It is not only what we eat, but how we eat that has a profound effect on our health and wellness. Much of our modern lives revolve around convenience and the mounting pressure for sky-high productivity. Many people actually feel that taking the time out to fully enjoy a meal has become something of a guilty pleasure. With this article, I invite you to adopt a counter-cultural stance, and to consider how incredibly important it is to take time out to leisurely enjoy one of life’s greatest pleasures.
How often do you assess your mental/emotional state before a meal? Have you noticed how the state you are in greatly affects not only your choices on what to eat, but also how you eat and how much you eat? Eating in a state of stress constricts blood flow to our stomach and therefore greatly impedes digestion. When digestion is not working properly bloating, gas, constipation, low energy and ultimately weight gain ensue.
As the obesity epidemic is dangerously on the rise, becoming a slow eater is a simple, easy and free part of the solution. According to a new study reported by the BBC, “speedy eating doubles your risk of weight gain. Filling your stomach too quickly interferes with the body’s feedback system that tells you are full, simply by not letting the signals catch up to consumption. While wolfing down meals may have once had an evolutionary advantage in the days of hunter-gatherer times, today, our health depends on leaving that habit behind.”
To make any change in our lives, we need to first understand clearly where we are at, and make realistic and attainable goals for change from there. What kind of eater are you? A fast eater, a slow eater? A stand-over-the-kitchen-counter eater? An eat-in-the-car eater? Or perhaps you take most of your daily meals at the computer and wonder how that food disappeared so quickly because you cannot even remember eating it?
Mindful eating encompasses using all of your senses to eat. Notice the color, smell, taste and texture of each bite.
Try a few of these simple tips for mindful eating:
Sit in silence for one minute before you begin eating. Take 3 deep breaths.
Only eat when you are sitting down at a table without the distractions of a TV, computer, book or magazine.
Do not eat when you are upset.
Eat until you are 80% full.
Sit for a few minutes after you finish eating; say thanks after your meal, talk with a friend or take a light stroll.

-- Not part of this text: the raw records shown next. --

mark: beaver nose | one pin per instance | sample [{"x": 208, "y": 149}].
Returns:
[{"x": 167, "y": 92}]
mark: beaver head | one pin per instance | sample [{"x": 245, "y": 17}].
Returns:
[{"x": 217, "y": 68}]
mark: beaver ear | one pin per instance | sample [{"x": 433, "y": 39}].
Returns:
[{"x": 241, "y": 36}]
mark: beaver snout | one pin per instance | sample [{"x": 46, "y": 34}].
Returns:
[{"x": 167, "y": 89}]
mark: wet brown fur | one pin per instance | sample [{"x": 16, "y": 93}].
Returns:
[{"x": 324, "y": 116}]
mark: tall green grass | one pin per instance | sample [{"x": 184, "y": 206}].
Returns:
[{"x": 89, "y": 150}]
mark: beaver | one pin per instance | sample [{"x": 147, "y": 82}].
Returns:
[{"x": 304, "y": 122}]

After you are finished, notice how the food you just ate makes your body feel.
The second part to this equation is chewing. Chewing leads to smooth digestion and greater assimilation of nutrients because it initiates the release of digestive enzymes and breaks down food, making vitamins, minerals, and proteins available for maximum absorption. Chewing properly involves counting each bite to make sure you chew 20-30 times before you swallow. Take to the simple practice of putting your fork down while you are chewing.

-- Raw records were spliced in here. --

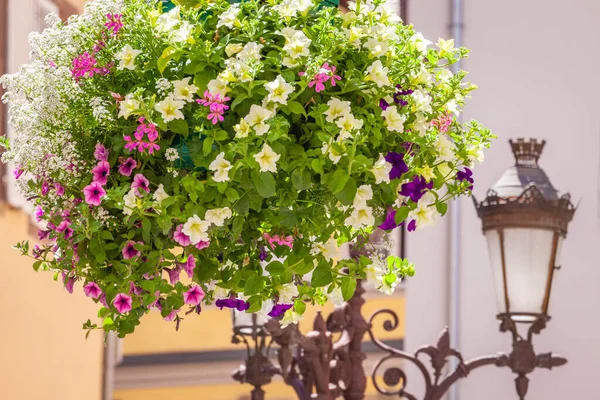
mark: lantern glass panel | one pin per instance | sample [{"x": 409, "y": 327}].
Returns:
[{"x": 527, "y": 254}]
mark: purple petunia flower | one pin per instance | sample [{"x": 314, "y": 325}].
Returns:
[
  {"x": 193, "y": 296},
  {"x": 140, "y": 182},
  {"x": 238, "y": 304},
  {"x": 399, "y": 167},
  {"x": 94, "y": 192},
  {"x": 127, "y": 166},
  {"x": 92, "y": 290},
  {"x": 190, "y": 265},
  {"x": 279, "y": 309},
  {"x": 122, "y": 303},
  {"x": 466, "y": 175},
  {"x": 390, "y": 220},
  {"x": 101, "y": 152},
  {"x": 101, "y": 172},
  {"x": 129, "y": 251}
]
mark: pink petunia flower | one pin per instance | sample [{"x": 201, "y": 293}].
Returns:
[
  {"x": 101, "y": 153},
  {"x": 127, "y": 167},
  {"x": 94, "y": 192},
  {"x": 123, "y": 303},
  {"x": 202, "y": 245},
  {"x": 189, "y": 266},
  {"x": 92, "y": 290},
  {"x": 193, "y": 296},
  {"x": 140, "y": 183},
  {"x": 101, "y": 172},
  {"x": 129, "y": 251},
  {"x": 180, "y": 237},
  {"x": 60, "y": 189}
]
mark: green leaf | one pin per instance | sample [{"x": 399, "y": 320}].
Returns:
[
  {"x": 296, "y": 107},
  {"x": 264, "y": 183},
  {"x": 348, "y": 193},
  {"x": 275, "y": 268},
  {"x": 301, "y": 179},
  {"x": 338, "y": 181},
  {"x": 348, "y": 287},
  {"x": 322, "y": 275},
  {"x": 179, "y": 126},
  {"x": 254, "y": 284}
]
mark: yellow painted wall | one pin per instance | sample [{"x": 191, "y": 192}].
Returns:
[{"x": 43, "y": 351}]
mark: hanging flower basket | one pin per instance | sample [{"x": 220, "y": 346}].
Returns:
[{"x": 216, "y": 153}]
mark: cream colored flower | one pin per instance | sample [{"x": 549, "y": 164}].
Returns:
[
  {"x": 381, "y": 170},
  {"x": 267, "y": 159},
  {"x": 196, "y": 229},
  {"x": 170, "y": 109},
  {"x": 126, "y": 57}
]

These concepts are simple, yet powerful tools toward living a less stressful life. I strongly encourage you to make a solid one-week commitment to mindful eating and chewing. It won’t be easy, but you will be amazed at how your relationship with food changes and improves, and at how much more peaceful and energetic you feel. We have so much more control over own health and well being than we think. Breathe deep and enjoy!